Smothered Green Beans with Carrot Sticks and Mortadella or Ham
While I was snapping the beans for this recipe I was transported back to my childhood. My mom was one of the original organic farmers back in 60s. Since they had not yet discovered new natural pesticides to use it meant that my sisters and I became the chief bug killers for our crops. We didn’t do a great job, which meant that many of the beans that we harvested had been chewed on a bit by the wee beasties. We had to do lots of cutting away of the bad spots before we could cook any. That was not the case for the beautiful beans that I used for this recipe. Beautiful beans in January? I can only wonder from what fair clime these beans came. I don’t want to wonder how they became flawless…
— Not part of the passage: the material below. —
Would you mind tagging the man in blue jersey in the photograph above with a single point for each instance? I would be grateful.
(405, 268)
This recipe starts by cooking the beans in salted water until crisp tender. Then the beans, matchstick sized carrot sticks and chopped mortadella were cooked in butter. I am not normally a mortadella fan because the fattiness of it doesn’t appeal to me. However, in this dish it shines. The combination of flavors was incredible. Simple, but very tasty. I did use a high quality mortadella that is made here locally. Volpi, which many of you will be familiar with is made here is St. Louis and shipped all over the world. We are very proud to have them here.
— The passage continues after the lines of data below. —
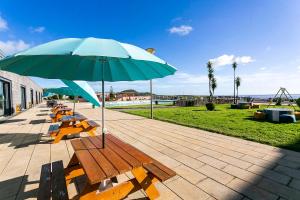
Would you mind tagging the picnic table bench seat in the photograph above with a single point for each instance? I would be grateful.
(118, 157)
(88, 126)
(52, 182)
(53, 129)
(159, 171)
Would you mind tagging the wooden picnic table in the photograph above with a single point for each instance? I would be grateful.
(72, 118)
(102, 164)
(58, 113)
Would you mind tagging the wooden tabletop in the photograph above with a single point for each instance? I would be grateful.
(116, 158)
(64, 109)
(73, 118)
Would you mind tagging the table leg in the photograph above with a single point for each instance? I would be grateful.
(73, 170)
(145, 182)
(89, 192)
(115, 193)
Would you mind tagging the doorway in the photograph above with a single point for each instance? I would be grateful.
(23, 97)
(5, 98)
(31, 97)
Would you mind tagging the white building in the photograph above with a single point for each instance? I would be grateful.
(17, 92)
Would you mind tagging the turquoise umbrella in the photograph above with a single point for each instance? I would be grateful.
(89, 59)
(83, 89)
(77, 88)
(62, 91)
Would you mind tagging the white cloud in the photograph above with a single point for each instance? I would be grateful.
(3, 24)
(13, 46)
(39, 29)
(229, 59)
(181, 30)
(268, 48)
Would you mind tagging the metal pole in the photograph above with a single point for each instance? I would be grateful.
(151, 99)
(103, 102)
(152, 51)
(75, 97)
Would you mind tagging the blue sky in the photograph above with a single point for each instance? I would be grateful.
(261, 35)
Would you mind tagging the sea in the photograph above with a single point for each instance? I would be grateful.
(268, 96)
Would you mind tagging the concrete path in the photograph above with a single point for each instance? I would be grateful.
(209, 165)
This is another great recipe. I am going to put this one up against my mom’s favorite green bean recipe this summer and see which one the family likes better!
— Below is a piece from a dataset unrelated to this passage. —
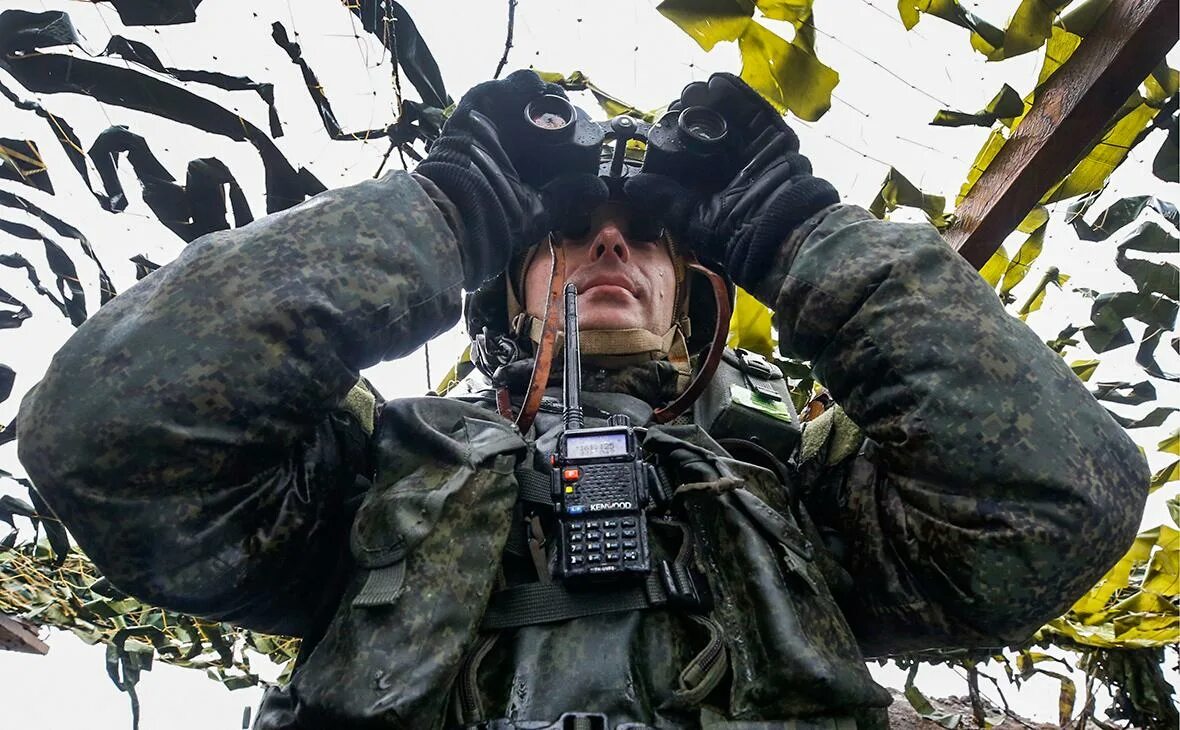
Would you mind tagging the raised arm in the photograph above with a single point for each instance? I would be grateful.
(194, 434)
(991, 490)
Snapping beans also takes me back to my childhood, in my grandmother’s kitchen. She used to snap beans before boiling them for a side dish to her magnificent roasts.
I didn’t snap any beans myself until I cooked Marcella’s lamb and bean stew.
The beans could have come from Florida, Beth. Locally grown beans have shown up in the market recently, and they can be good. I have never, however, had beans in this country, not on Long Island, not in California, not here in Florida, that approach the flavor of the many varieties of green beans grown in Italy. The next time the traveling Pomodori happen to be renting a place with a kitchen in Venice during the summer, they should go to Rialto and pick up a pound or two of the tegoline from S. Erasmo. Cooked 6 to 7 minutes in salted boiling water, drained, sprinkled with sale marino, aceto di vino, and tossed with olive oil from the western shore of Lake Garda. Let Ferran Adrià or Thomas Keller match that!